Worldcat covers a much larger share of my academic users’ research universe than my own catalog. And worldcat has solved the “aggregating different copies of this work from different libraries” problem to some extent. Which is why it would make so much sense for worldcat to offer a tagging service–which can be easily incorporated into your own local catalog for both assigning and displaying tags (if not for searching) ala library thing. It is astounding to me that OCLC hasn’t provided this yet. It seems to be a very ‘low hanging fruit’ (a tagging interface on worldcat.org with a good API is not rocket science) that is worth a try.

More on open access discoverability May 8, 2008

Posted by jrochkind in Practice, open access, programming.
4 comments

This is worth pulling out into a post of it’s own. Thanks to Dorothea Salo for the comments on the post where I broached this issue sort of in passing. Good to know that I’m indeed not alone in worrying about this stuff.

But there are actually a few different (but related) issues Dorothea has identified here, some of which aren’t a problem for my projects at all, others of which are. Let’s analyze them out:

1. Some faculty are unwilling to publish open access.

This might be a problem, but despite this problem there’s plenty of free-web publicly accessible scholarly content available. (I use this phrase because the specific licensing might be unclear, but an unauthenticated user can get it on the web.) I’m thinking specifically about so-called preprint/postprint public accessible versions of articles that also appear in not-open-access journals. There’s lots of it. This is in fact what motivates my desires in the first place.

2. Some repository software doesn’t allow control of access to the level desired by repository managers.
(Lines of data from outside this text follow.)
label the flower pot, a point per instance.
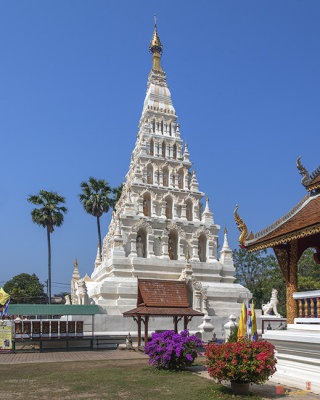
(240, 388)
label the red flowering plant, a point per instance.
(242, 362)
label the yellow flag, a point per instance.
(242, 323)
(254, 325)
(3, 297)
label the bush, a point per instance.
(170, 350)
(242, 362)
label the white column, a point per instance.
(133, 251)
(183, 211)
(165, 254)
(150, 241)
(181, 255)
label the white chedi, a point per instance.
(159, 218)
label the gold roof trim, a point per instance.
(281, 220)
(310, 230)
(313, 187)
(242, 228)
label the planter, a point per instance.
(240, 388)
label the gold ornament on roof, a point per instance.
(242, 228)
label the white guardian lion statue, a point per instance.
(272, 305)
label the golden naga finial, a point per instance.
(187, 255)
(242, 228)
(155, 45)
(156, 49)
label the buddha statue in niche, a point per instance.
(140, 246)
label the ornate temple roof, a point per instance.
(303, 220)
(310, 181)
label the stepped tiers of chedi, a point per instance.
(159, 222)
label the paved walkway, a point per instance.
(268, 390)
(19, 358)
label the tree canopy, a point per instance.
(51, 213)
(25, 288)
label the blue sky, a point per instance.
(244, 78)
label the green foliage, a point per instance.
(95, 196)
(233, 335)
(50, 214)
(25, 288)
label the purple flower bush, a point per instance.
(170, 350)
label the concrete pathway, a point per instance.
(269, 390)
(19, 358)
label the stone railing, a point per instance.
(308, 305)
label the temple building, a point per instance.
(298, 349)
(160, 229)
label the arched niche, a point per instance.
(141, 243)
(150, 174)
(189, 210)
(169, 204)
(164, 149)
(165, 176)
(174, 151)
(147, 205)
(202, 247)
(180, 179)
(173, 245)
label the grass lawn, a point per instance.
(120, 379)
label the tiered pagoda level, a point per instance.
(159, 217)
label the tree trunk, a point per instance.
(49, 266)
(99, 236)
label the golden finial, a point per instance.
(241, 226)
(187, 255)
(155, 45)
(156, 49)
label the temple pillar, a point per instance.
(163, 206)
(161, 178)
(194, 250)
(165, 249)
(181, 255)
(133, 246)
(287, 256)
(292, 282)
(183, 211)
(150, 242)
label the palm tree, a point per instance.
(49, 215)
(95, 199)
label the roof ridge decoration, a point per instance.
(307, 179)
(242, 228)
(282, 219)
(303, 171)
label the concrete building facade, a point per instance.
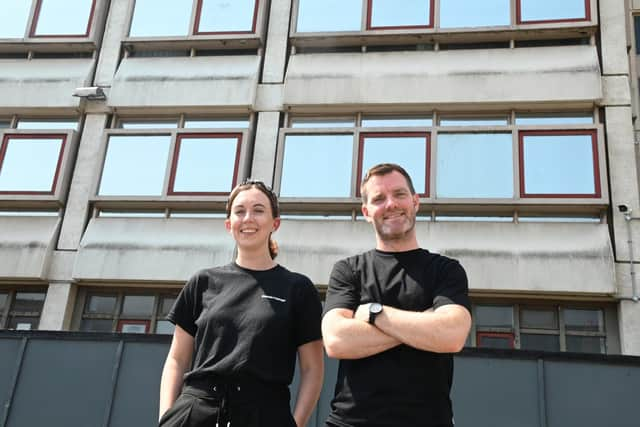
(124, 124)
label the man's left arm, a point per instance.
(443, 330)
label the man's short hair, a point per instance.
(384, 169)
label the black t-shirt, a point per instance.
(247, 322)
(402, 386)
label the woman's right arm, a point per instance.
(177, 363)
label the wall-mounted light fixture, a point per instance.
(92, 93)
(626, 211)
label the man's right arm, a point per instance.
(348, 338)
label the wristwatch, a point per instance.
(375, 308)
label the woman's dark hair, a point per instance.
(248, 184)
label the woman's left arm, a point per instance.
(311, 360)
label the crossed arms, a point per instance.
(348, 334)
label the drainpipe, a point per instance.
(628, 218)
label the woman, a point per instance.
(238, 329)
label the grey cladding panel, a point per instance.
(68, 382)
(139, 375)
(495, 392)
(591, 395)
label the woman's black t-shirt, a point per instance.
(247, 322)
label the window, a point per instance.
(30, 163)
(420, 15)
(505, 157)
(317, 166)
(559, 164)
(540, 327)
(536, 11)
(471, 13)
(385, 14)
(51, 18)
(474, 165)
(153, 18)
(411, 150)
(126, 312)
(205, 163)
(154, 158)
(20, 309)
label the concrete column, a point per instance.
(623, 178)
(58, 306)
(277, 37)
(116, 29)
(629, 319)
(613, 18)
(87, 168)
(264, 153)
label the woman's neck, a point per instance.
(253, 261)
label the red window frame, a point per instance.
(176, 155)
(56, 175)
(596, 165)
(587, 15)
(36, 16)
(427, 169)
(398, 27)
(480, 335)
(122, 322)
(196, 25)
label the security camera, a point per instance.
(93, 93)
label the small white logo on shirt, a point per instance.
(274, 298)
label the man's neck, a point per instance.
(400, 245)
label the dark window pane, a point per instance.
(101, 304)
(23, 323)
(28, 302)
(30, 163)
(165, 306)
(137, 305)
(205, 164)
(410, 152)
(585, 344)
(552, 10)
(164, 327)
(539, 319)
(386, 13)
(583, 320)
(558, 164)
(219, 16)
(63, 17)
(494, 316)
(539, 342)
(473, 13)
(96, 325)
(494, 342)
(317, 166)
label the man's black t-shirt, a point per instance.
(402, 386)
(247, 322)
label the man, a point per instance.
(393, 316)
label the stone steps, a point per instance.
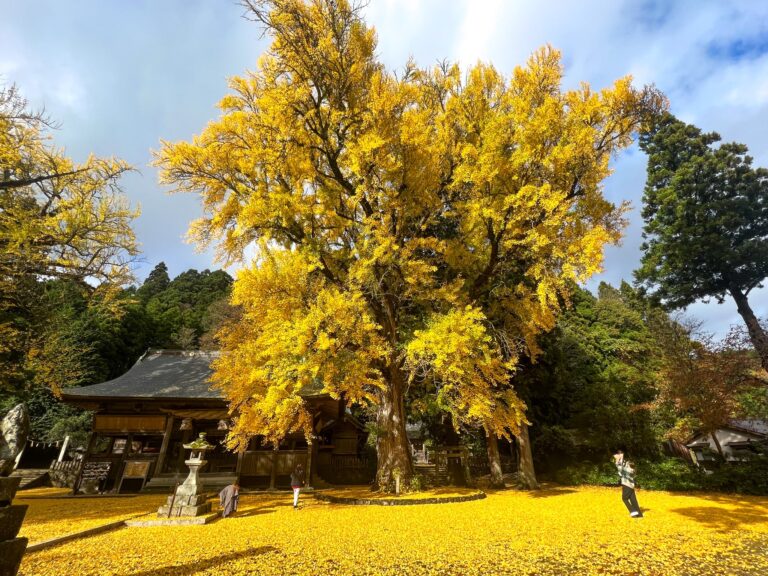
(31, 477)
(210, 483)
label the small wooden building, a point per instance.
(143, 418)
(736, 441)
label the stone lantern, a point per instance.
(189, 499)
(14, 429)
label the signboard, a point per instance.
(137, 469)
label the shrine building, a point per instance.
(142, 419)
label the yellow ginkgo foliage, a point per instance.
(414, 230)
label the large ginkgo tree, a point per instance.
(413, 231)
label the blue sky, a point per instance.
(119, 76)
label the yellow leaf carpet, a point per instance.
(554, 531)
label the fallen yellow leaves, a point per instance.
(365, 493)
(57, 515)
(555, 531)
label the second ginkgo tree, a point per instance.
(414, 232)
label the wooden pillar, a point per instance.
(273, 472)
(164, 446)
(310, 463)
(88, 448)
(63, 450)
(239, 468)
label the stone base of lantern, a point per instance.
(180, 505)
(11, 548)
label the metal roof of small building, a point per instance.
(158, 374)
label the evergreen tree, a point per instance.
(706, 221)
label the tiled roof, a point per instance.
(158, 374)
(165, 374)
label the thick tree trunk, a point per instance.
(756, 333)
(717, 445)
(494, 461)
(525, 462)
(392, 447)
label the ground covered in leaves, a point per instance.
(554, 531)
(52, 513)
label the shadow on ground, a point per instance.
(194, 566)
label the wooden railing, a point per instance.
(346, 468)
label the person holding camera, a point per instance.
(626, 471)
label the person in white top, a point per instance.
(626, 471)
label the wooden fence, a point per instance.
(346, 468)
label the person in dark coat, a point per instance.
(228, 499)
(297, 481)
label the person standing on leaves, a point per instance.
(228, 499)
(297, 481)
(626, 471)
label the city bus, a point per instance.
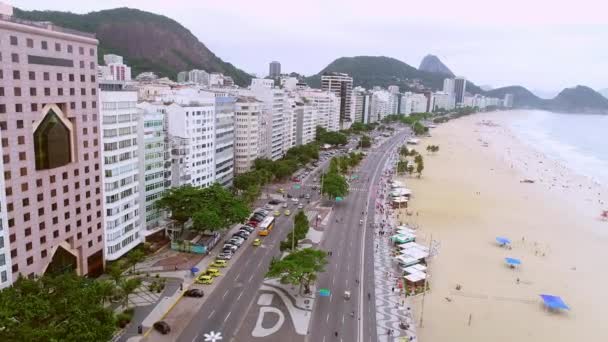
(266, 226)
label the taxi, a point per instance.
(204, 279)
(219, 263)
(214, 272)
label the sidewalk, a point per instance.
(170, 306)
(391, 308)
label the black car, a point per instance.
(162, 327)
(194, 293)
(248, 228)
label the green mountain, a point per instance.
(147, 41)
(369, 71)
(522, 97)
(579, 99)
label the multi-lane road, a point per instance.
(351, 246)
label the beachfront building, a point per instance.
(190, 129)
(342, 86)
(274, 104)
(248, 123)
(114, 69)
(326, 106)
(121, 127)
(49, 119)
(223, 138)
(6, 277)
(274, 69)
(460, 88)
(200, 77)
(154, 166)
(508, 101)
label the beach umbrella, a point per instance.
(502, 240)
(554, 302)
(513, 262)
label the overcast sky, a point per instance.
(542, 44)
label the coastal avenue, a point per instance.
(344, 239)
(229, 305)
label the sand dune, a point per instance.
(471, 192)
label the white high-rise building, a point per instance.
(121, 127)
(327, 107)
(114, 69)
(6, 274)
(305, 130)
(224, 138)
(342, 86)
(200, 77)
(248, 119)
(191, 132)
(154, 165)
(274, 102)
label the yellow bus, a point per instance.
(266, 226)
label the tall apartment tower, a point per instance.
(460, 87)
(49, 121)
(274, 69)
(121, 138)
(342, 86)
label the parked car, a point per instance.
(219, 263)
(224, 256)
(248, 228)
(197, 293)
(204, 279)
(162, 327)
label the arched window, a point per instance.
(52, 142)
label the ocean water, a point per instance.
(578, 141)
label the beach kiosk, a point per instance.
(554, 303)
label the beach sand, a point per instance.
(468, 195)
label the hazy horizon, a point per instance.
(544, 46)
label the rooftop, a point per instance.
(45, 25)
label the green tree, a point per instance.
(334, 185)
(127, 288)
(115, 271)
(299, 268)
(134, 256)
(65, 307)
(182, 202)
(410, 169)
(365, 142)
(419, 167)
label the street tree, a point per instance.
(127, 288)
(334, 185)
(299, 268)
(62, 307)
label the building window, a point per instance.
(52, 143)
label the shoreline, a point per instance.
(472, 191)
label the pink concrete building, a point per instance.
(50, 148)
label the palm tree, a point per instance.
(106, 290)
(128, 287)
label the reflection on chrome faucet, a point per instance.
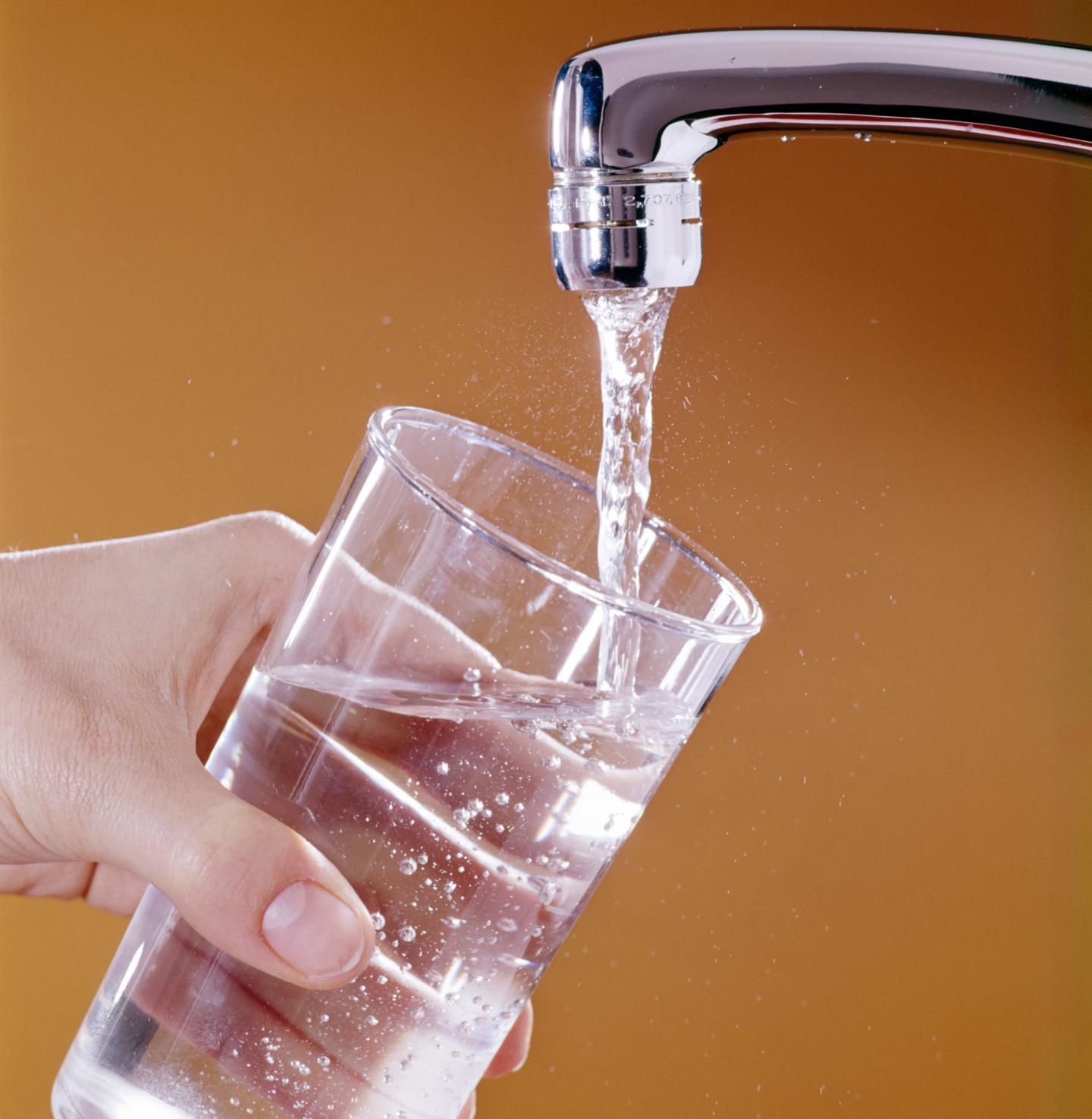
(630, 120)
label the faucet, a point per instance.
(630, 120)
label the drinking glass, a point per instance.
(425, 712)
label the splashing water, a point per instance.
(630, 325)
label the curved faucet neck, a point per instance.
(631, 119)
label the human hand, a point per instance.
(119, 664)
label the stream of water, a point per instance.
(630, 324)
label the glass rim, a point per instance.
(574, 581)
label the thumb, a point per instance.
(244, 881)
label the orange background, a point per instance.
(864, 890)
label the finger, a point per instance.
(115, 888)
(106, 888)
(244, 881)
(513, 1050)
(224, 703)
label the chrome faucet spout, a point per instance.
(630, 120)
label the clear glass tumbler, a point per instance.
(425, 713)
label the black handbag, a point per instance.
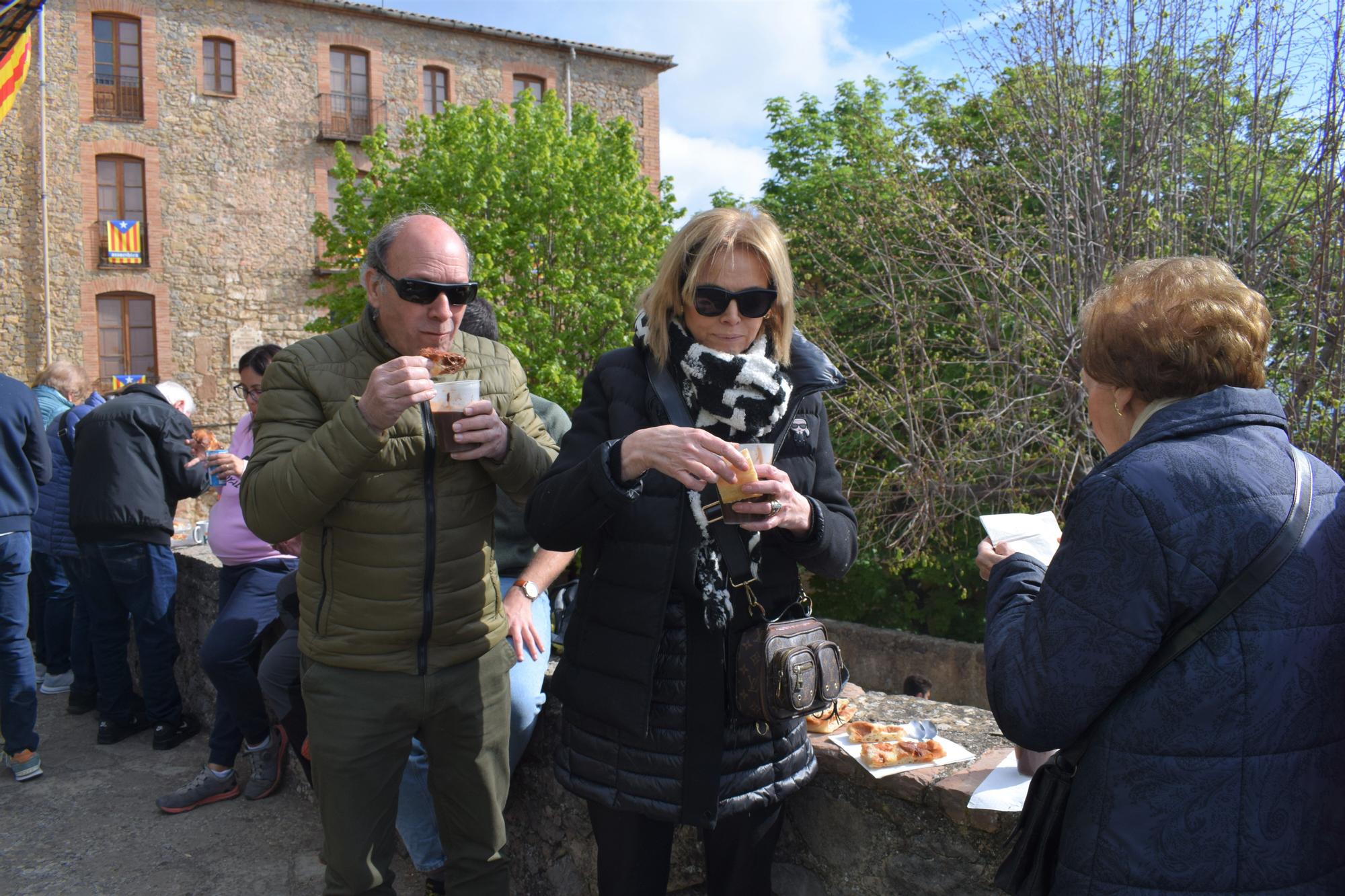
(1030, 868)
(783, 667)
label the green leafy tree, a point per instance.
(563, 227)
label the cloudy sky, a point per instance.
(732, 57)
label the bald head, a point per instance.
(416, 247)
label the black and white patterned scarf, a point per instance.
(738, 397)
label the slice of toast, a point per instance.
(875, 732)
(731, 493)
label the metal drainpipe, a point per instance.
(42, 128)
(568, 92)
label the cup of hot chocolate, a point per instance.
(758, 454)
(447, 408)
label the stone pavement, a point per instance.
(89, 825)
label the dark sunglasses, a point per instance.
(712, 302)
(424, 292)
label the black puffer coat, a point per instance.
(648, 717)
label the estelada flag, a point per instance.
(14, 69)
(124, 243)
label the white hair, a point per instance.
(176, 392)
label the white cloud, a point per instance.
(704, 165)
(944, 37)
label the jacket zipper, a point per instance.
(322, 571)
(428, 598)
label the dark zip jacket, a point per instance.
(648, 723)
(131, 469)
(28, 459)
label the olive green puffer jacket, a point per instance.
(397, 571)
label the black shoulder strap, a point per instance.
(732, 549)
(68, 436)
(1233, 596)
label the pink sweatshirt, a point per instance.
(231, 538)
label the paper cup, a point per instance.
(215, 479)
(447, 407)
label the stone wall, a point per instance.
(847, 833)
(232, 182)
(882, 658)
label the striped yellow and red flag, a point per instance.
(124, 243)
(14, 69)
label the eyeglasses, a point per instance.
(712, 302)
(424, 292)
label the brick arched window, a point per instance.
(127, 341)
(122, 198)
(118, 68)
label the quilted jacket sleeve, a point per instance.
(831, 546)
(531, 448)
(303, 463)
(579, 494)
(1063, 642)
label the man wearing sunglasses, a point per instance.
(401, 627)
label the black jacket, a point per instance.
(648, 724)
(28, 459)
(131, 469)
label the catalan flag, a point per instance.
(14, 69)
(124, 243)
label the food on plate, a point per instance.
(829, 719)
(204, 440)
(900, 752)
(874, 732)
(445, 362)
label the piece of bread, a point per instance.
(874, 732)
(204, 440)
(445, 362)
(731, 493)
(829, 719)
(900, 752)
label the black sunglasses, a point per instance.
(424, 292)
(712, 302)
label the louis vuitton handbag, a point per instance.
(786, 667)
(1035, 845)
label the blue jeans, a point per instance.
(81, 645)
(18, 676)
(141, 579)
(415, 805)
(59, 600)
(229, 654)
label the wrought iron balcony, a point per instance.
(118, 97)
(346, 116)
(122, 247)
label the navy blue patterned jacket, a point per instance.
(1226, 772)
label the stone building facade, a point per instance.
(213, 124)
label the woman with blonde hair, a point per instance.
(1221, 771)
(650, 736)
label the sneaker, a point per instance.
(59, 684)
(206, 787)
(81, 701)
(26, 764)
(267, 763)
(112, 731)
(169, 735)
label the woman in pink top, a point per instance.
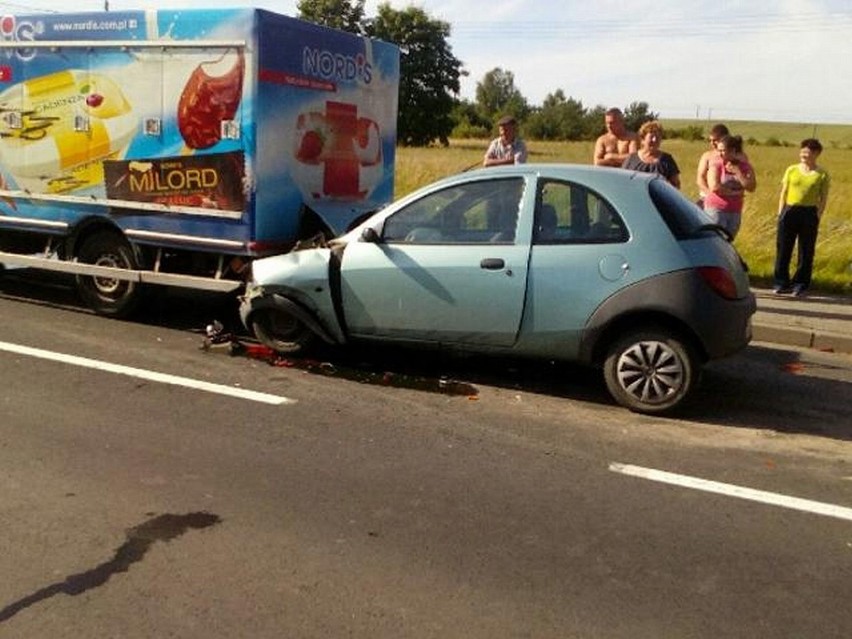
(728, 178)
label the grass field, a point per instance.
(417, 167)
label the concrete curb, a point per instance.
(803, 338)
(819, 321)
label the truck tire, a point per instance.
(281, 331)
(650, 371)
(105, 295)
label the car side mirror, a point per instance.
(370, 235)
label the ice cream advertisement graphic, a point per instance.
(338, 152)
(56, 129)
(211, 96)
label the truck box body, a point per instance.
(209, 130)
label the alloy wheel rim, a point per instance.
(651, 372)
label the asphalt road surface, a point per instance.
(150, 488)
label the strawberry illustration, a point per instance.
(310, 147)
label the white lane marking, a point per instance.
(731, 490)
(140, 373)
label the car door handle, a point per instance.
(492, 263)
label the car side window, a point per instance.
(572, 214)
(480, 212)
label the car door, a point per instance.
(450, 267)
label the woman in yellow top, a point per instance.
(804, 193)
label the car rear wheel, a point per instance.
(650, 371)
(281, 331)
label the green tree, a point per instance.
(468, 123)
(347, 15)
(497, 95)
(637, 114)
(558, 118)
(429, 73)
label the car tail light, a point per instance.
(720, 280)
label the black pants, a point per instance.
(796, 223)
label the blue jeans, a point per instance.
(727, 220)
(796, 223)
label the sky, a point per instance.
(770, 60)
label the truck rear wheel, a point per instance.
(106, 295)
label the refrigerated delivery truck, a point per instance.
(173, 146)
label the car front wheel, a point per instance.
(281, 331)
(650, 371)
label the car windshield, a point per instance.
(683, 217)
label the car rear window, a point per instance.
(682, 216)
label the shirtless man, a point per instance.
(717, 132)
(613, 147)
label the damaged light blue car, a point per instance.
(605, 267)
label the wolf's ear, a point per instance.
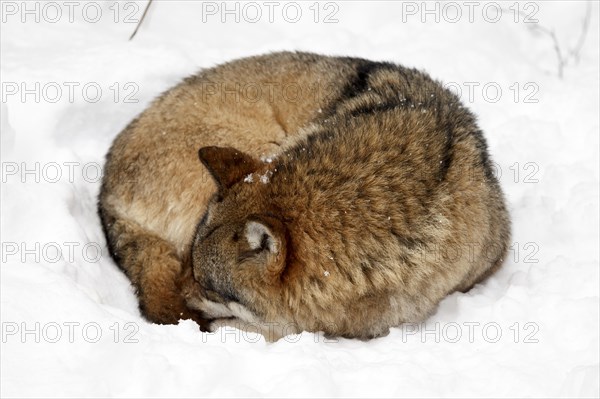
(227, 165)
(266, 236)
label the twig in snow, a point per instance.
(141, 19)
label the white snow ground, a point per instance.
(70, 324)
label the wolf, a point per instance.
(352, 205)
(381, 206)
(154, 190)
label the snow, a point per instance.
(70, 324)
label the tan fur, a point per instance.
(380, 200)
(155, 190)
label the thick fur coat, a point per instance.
(335, 194)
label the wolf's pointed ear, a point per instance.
(227, 165)
(266, 236)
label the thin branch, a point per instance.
(141, 19)
(574, 53)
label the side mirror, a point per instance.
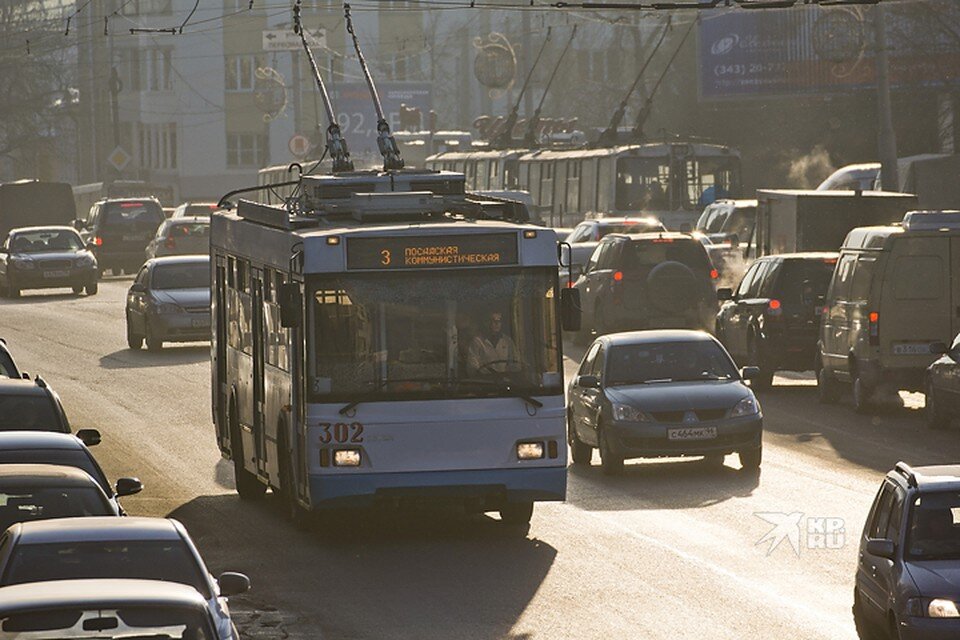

This might be a problem too, but despite it, most supposed “open access” repositories do contain material that the repository does not in fact make available to the general unauthenticated public! So the software might not be flexible enough, but it is often restricting access to contents in it anyway. And including metadata for those restricted items in the general OAI-PMH feed, without any predictable machine-readable way to tell that it is in fact restricted content.

So it’s in fact the ability of many repositories now to restrict content that brings me to my issue:

3. I have no way to identify the universe of actually publically accessible ‘open access’ scholarly content.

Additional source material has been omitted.